Vernacular Shinto and Japanese Craft Culture: A Model of Immanent Spirituality for the Western Architecture Studio
DOI:
https://doi.org/10.6092/issn.2036-1602/14753Keywords:
Architectural Education, Immanence, Shinto, Virtue Ethics, Craft PracticesAbstract
When discussing the role of the sacred in design education, the conversation focuses on a transcendent divinity, the dominant paradigm of divinity in the West. This orientation towards a divine other underscores the separateness of rare, specific acts of design-for-the-divine from the majority of the projects students engage in studio and, later, in practice. Of greater value in contemporary classrooms may be student explorations of immanent forms of divinity; of spaces and objects that are not infused with spiritual meaning by their orientation towards some other, higher divinity but by the divinity present within themselves. An immanent orientation in student design studios can add layers of significance to finished projects and overlay the processes of design and production themselves, transforming them from simple acts of production into spiritual acts of communion with the divine.
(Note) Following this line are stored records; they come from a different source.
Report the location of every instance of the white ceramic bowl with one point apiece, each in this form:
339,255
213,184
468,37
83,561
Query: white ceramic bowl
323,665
Seeking as a model an extant design culture whose processes and products are intimately interlaced with the immanent-divine, this paper proposes a study of Japanese craft practices and the Japanese native religion of Shinto. Because it emphasizes practice over dogma, vernacular Shinto permeates modern Japanese culture, especially its art and design traditions. From this fusion of Shinto and contemporary Japanese craft, this paper derives three core lessons for Western designers and explores ways of incorporating these lessons into the western design education.